I looked at the foreman and asked, “What do you think happened?” The foreman turned to me and Jim and said, “Jim, you are not telling the truth here. Yesterday, as you were loading your truck, you put in one bucket of ore in you truck box. Then you asked your lady friend to look at the scale, and in the meantime, you put the bucked into the truck to make it look like you had more weight. Then, you deliberately punched in the wrong phony weights. Then, Jim, you did the same thing with your trailer load. After getting your weigh tickets punched, you proceeded to the guard shack to get your bill of loading.

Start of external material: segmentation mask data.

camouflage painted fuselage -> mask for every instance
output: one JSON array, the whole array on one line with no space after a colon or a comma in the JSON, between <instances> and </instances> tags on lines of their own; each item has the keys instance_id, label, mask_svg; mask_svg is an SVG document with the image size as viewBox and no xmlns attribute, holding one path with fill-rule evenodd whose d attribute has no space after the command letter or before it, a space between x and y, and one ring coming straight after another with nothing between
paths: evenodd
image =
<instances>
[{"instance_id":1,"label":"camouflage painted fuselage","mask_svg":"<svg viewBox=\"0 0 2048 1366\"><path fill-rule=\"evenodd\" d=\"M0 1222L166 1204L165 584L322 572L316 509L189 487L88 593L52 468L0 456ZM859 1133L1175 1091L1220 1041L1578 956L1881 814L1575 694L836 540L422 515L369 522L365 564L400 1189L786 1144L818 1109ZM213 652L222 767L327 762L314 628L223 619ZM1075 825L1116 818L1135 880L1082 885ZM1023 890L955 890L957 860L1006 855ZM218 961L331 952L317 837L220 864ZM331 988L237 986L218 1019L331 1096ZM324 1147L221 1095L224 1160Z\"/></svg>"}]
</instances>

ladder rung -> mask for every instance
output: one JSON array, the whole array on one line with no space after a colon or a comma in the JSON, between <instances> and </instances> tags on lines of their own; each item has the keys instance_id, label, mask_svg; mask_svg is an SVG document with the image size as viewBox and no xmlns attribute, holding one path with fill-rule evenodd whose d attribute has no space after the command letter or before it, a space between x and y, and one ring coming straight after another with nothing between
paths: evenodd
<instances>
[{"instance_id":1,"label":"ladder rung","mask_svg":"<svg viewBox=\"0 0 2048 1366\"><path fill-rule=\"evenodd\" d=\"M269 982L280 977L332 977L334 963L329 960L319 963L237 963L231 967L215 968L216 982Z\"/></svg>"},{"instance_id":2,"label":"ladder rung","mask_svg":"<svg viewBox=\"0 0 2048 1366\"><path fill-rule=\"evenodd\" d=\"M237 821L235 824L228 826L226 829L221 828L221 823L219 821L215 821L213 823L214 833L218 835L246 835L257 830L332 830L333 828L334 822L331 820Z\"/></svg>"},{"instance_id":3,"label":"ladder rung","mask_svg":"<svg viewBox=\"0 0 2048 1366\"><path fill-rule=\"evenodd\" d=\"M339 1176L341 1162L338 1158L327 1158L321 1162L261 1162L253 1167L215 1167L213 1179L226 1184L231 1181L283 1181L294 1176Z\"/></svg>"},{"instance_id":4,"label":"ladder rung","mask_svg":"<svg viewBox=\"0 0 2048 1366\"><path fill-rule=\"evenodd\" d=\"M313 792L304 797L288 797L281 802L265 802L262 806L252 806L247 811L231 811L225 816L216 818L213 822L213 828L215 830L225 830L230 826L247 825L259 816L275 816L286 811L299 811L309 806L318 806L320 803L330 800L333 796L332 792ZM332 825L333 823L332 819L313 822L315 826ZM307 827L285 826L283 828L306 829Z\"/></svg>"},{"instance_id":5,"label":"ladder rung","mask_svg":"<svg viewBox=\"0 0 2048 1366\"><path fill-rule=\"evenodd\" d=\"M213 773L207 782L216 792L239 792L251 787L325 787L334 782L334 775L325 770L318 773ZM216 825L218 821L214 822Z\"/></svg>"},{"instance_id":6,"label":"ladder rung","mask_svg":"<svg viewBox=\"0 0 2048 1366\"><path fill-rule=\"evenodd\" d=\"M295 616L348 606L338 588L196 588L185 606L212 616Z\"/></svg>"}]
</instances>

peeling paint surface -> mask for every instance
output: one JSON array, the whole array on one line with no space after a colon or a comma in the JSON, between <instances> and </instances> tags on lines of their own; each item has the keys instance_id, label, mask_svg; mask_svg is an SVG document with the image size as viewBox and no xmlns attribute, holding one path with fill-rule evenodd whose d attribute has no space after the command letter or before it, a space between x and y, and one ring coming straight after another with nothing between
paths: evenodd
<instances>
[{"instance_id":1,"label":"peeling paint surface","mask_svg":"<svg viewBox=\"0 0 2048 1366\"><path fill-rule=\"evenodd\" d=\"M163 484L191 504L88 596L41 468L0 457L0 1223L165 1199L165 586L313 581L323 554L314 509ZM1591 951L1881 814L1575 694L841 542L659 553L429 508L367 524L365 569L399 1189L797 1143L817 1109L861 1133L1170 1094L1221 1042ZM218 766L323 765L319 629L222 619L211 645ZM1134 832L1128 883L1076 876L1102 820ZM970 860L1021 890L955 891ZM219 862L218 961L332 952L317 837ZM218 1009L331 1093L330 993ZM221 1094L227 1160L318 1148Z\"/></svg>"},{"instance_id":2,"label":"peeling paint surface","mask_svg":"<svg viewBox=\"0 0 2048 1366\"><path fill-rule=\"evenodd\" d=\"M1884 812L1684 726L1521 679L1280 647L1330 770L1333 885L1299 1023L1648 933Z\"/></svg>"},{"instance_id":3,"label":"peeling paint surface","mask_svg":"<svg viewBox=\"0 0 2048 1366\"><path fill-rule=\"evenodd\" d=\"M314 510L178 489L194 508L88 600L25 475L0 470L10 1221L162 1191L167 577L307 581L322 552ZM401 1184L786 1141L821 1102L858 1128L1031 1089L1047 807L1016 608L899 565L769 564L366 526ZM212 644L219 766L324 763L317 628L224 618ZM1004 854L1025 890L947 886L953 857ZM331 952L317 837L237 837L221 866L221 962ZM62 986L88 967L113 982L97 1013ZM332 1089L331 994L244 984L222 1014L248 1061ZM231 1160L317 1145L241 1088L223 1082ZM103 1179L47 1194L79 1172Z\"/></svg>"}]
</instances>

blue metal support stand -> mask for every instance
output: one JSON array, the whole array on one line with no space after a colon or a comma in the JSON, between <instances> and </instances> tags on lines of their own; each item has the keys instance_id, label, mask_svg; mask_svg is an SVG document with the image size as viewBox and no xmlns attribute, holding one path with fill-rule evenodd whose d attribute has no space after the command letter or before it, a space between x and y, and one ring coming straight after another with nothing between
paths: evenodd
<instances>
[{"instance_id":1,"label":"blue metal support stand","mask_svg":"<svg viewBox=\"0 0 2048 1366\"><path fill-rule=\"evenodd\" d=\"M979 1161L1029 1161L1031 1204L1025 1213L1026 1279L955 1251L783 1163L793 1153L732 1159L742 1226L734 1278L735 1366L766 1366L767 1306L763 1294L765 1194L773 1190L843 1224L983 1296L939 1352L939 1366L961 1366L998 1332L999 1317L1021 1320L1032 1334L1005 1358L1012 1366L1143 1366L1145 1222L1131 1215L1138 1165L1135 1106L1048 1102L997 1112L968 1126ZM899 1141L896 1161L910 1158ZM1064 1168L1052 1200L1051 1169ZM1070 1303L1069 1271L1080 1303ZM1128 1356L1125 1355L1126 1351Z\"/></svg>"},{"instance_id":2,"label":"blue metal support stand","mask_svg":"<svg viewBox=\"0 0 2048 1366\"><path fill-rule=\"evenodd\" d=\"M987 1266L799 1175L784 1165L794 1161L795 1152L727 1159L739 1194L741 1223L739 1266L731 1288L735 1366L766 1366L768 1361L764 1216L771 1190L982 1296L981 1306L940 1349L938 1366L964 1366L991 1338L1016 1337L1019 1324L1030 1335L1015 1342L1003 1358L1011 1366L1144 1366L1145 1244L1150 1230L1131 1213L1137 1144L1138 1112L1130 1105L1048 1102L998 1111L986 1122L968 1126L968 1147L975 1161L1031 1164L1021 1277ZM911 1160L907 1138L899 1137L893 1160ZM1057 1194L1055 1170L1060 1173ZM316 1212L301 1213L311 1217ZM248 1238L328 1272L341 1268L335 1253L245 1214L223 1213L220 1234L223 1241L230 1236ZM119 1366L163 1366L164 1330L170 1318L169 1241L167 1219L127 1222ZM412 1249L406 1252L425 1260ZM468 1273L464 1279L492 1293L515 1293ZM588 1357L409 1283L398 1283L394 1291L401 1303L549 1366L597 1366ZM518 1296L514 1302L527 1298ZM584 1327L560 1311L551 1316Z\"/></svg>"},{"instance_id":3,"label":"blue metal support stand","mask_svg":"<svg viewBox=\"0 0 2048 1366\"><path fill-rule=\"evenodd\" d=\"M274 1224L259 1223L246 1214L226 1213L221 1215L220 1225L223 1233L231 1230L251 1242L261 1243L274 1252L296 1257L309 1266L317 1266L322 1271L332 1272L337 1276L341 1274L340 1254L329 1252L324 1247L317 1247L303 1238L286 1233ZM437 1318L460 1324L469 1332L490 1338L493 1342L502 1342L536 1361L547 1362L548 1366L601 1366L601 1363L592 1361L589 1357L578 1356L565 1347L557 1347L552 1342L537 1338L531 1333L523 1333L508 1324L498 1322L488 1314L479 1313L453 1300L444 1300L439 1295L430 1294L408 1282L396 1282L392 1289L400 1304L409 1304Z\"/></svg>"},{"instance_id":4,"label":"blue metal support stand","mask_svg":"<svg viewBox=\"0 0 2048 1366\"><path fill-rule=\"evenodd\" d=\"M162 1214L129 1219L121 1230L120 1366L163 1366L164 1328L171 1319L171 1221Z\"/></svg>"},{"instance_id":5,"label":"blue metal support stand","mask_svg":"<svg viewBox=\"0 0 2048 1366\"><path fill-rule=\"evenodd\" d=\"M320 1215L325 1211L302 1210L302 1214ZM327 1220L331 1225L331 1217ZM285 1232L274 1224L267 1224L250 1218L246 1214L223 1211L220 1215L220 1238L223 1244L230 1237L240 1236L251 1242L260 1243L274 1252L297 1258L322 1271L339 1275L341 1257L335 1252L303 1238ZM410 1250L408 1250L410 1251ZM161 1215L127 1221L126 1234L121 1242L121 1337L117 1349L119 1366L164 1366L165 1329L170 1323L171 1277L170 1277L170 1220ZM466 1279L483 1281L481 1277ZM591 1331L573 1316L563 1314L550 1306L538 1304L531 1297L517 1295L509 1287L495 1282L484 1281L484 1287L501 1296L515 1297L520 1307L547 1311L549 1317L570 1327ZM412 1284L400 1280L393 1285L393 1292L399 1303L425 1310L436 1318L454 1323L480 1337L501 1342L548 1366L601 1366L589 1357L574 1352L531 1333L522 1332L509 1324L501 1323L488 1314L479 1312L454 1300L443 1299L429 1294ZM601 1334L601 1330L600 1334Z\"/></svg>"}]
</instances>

Luckily, one of my employees saw you put the bucket in your truck box and push it down so it seems like you have more weight. That’s when he called me. If he didn’t notice that you had done this, you would have left with less weight than you claimed you had, which is not right. Then, Jim, tell Sabik what happened next.” Jim said, “Sabik, I was told to dump the load over here.”
I was already mad at this stupid thing Jim had done. So there I was, looking bad because Mindy and I had a good working relationship with Arrow and Newmont (Princeton) Mining Company. The mine foreman looked at me and said, “Sabik, what do you think?” I then made a decision. I said to JIm, “Sorry, Jim. Dump this load here in the warehouse and you go without a load.” The foreman thanked me and I proceeded to get loaded and left. Oh, boy, this mistake could have caused my company’s reputation to be tarnished, but thankfully this guy’s deceit was caught.